In the Go implementation, package names and the workspace root were stored as strings. The workspace root was designated a “magic string” //, and all subdirectories were modeled in relation to that magic string.

In the Rust implementation, package names and the workspace root are modeled as an enum. Rust's Enum type provides a powerful pattern matching mechanism that allowed them to define separate variants for the workspace root and for subdirectories:

enum PackageName {
  Root,
  Other(String)
}

As they go on to say, “not only is this more efficient, it also ensures correctness.” Rust's Enum types greatly facilitate maintainability, and modeling this sort of thing super easy to read and understand. I believe that for Turborepo, efficiency and correctness are some of the more important requirements.

There are other considerations that I don't want to go into in fear of an overly-long post, but are detailed below:

  • FFI with languages like Go can be pretty difficult. Go's concurrency model and green threads make concurrency “simple” when working within the language, but are harder to manage across inter-language communication. This is by design - you can call C from Go, but it's much harder to call Go from C.
  • The abstraction layers that Go provides over system calls are convenient, but for a bundler and build system like Turbo, low-level control over things like the threading model and other system functions is important. (And not to Rust all over you, but cfg attributes make platform-dependent compilation much more maintainable and the code separation much more understandable.)
  • Garbage collection is a wonderful, sneaky double-edged sword. Go occupies a space where avoiding the GC is a bit convoluted, requiring manual minimization of heap allocations.
  • Enough yapping about Go - what about Zig? Well, although Bun is written in Zig (and doing phenomenally might I add), Zig is at v0.11.³ Bun is making a juggernaut bet on the stability of the API and the progress of the language. Zig v0.12 introduces many breaking changes, including overhauls of the std library. Zig's async features have also regressed - they are not present in v0.11, and likely will not be present in v0.12 either. I love Zig, it's one of my favorite languages, but it's nevertheless a risk.⁴

Conclusion

The point I'm trying to make in this long-winded post is this: in some cases - and I think the Turbo example is one of them - error avoidance and explicit behavior modeling are the driving factor behind architectural or language decisions.

Another tangential, semi-unrelated, but still important point here is that language choice has an effect on developer experience when working on a project. Rust is fun to write, and working in a language you enjoy makes a project more rewarding to work on. And let's be real, hype-driven development is a very real thing. The “rewritten in Rust” phenomenon is funny on Twitter/X, but it's also a valid marketing strategy.

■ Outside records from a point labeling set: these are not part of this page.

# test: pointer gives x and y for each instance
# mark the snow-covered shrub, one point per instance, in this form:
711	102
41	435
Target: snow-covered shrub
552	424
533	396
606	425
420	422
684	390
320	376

The main idea I want to leave you with is that choice of language, tools, architecture, etc., is a highly nuanced topic, and I don't think there's really a perfectly right answer. Engineering teams need to carefully assess requirements and make decisions according to the project's needs and long-term viability. No one can prescribe when and where to use any language; every software system is different and comes with it's own unique set of challenges. But that's part of the fun of it all.


¹ This is a bit of an unfair point, because this isn't an argument against quality, and often iterations on features are what actually improve long term quality for end-users. But speed does sometimes come at the cost of quality, and hastily made decisions can actually hurt you down the line.

² There are other examples from the Turbo blog post that showcase where Rust shines in comparison to Go, but the directory model shows this most clearly in my opinion.

³ Zig v0.12 is coming soon!!! Zig v0.12!

⁴ My unsolicited opinion is that Zig is probably an excellent bet, given that it's is a 501(c)(3) and Andrew Kelley and the Zig team are incredible engineers. This might have been a great choice for Turbo as well. We'd have to ask Jared Sumner and the Bun team what their decision and thought process was.